Psychische Gewalt und Change Prozesse in Sportorganisationen

Kathrin Staufenbiel1, Eva Reinschmidt1, Jeannine Ohlert2, Martin Hartmann1, Thomas Gutekunst1, Michaela Röhrbein3
1Deutscher Turner-Bund, 2Deutsche Sporthochschule Köln, 3Deutscher Olympischer Sportbund

Insbesondere im Turnsport löst die 2020 veröffentlichte Netflix-Dokumentation "Athlete A" über den Missbrauchsskandal um den US-amerikanischen Teamarzt Larry Nassar im Juni 2020 eine öffentliche Debatte über die Trainingskultur im Spitzensport aus. Studien (z.B. »Safe Sport Studie«; Ohlert et al., 2021; Ohlert et al., 2017; Rulofs et al., 2017) und nationale, sowie internationale Schilderungen von Betroffenen zeigen, dass Vorfälle von Gewalt im Sport keine Einzelfälle sind.

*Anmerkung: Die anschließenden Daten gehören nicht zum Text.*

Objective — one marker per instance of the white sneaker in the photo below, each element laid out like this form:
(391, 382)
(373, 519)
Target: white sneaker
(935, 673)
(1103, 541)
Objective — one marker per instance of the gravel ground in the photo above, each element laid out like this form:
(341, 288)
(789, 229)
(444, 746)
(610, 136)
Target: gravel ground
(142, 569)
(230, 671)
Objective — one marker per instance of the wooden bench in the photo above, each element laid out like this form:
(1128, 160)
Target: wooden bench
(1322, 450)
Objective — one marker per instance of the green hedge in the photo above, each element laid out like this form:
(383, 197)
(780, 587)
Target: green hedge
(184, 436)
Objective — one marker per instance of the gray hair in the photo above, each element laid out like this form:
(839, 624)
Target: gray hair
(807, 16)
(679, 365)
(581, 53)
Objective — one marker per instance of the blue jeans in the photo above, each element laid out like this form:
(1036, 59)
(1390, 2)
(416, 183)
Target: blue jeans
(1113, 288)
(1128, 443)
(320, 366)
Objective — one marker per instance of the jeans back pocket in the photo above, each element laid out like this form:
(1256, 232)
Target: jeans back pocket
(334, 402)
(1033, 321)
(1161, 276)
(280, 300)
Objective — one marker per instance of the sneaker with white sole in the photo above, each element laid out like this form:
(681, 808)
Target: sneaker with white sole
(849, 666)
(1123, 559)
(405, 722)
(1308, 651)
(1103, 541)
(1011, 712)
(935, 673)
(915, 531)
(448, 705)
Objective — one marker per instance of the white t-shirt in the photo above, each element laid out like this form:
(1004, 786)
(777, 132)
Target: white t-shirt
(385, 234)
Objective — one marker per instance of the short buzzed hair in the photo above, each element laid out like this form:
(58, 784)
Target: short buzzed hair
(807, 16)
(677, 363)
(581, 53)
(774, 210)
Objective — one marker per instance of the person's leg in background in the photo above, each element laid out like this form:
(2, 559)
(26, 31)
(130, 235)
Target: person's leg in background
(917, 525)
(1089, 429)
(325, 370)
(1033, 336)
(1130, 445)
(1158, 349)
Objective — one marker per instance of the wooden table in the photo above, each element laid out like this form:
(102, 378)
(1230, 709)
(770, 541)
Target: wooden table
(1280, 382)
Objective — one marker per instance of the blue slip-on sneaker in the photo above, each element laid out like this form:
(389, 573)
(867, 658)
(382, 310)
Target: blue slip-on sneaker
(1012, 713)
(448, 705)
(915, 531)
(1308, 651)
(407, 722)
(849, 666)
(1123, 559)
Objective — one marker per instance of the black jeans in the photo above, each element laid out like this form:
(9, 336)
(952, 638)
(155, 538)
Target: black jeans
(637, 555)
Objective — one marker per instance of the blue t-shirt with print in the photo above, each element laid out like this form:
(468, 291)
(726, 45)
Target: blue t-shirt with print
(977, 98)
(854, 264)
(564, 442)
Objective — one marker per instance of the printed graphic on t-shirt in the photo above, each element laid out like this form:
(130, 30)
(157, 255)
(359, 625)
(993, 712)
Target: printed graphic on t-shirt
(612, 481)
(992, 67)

Ende November 2020 äußerten sich im Magazin "Der Spiegel" deutsche Turnerinnen öffentlich zu Trainingsmethoden und Umgangsformen und erhoben schwere Vorwürfe der Ausübung psychischer Gewalt sowie der Abgabe von Medikamenten ohne ärztliches Rezept (Windmann, 2020). Durch eine durch das DTB-Präsidium eingesetzte unabhängige Untersuchung wurden die in den Medien erhobenen Vorwürfe bestätigt. Neben sportpolitischen Forderungen (u.a. Einrichtung eines Safe Sport Zentrums) entschied der DTB einen gesamtverbandlichen den Kultur- Strukturwandelprozess „Leistung mit Respekt“ durchzuführen (Deutscher Turner-Bund, 2021a). Dieser Beitrag stellt den Aufbau, die Vorgehensweise, die Ergebnisse und die Learnings des Change Prozesses vor. Dabei werden auch die Ergebnisse einer Befragung unter Athlet*innen, Trainer*innen, Eltern und Funktionär*innen präsentiert (Ohlert, 2022).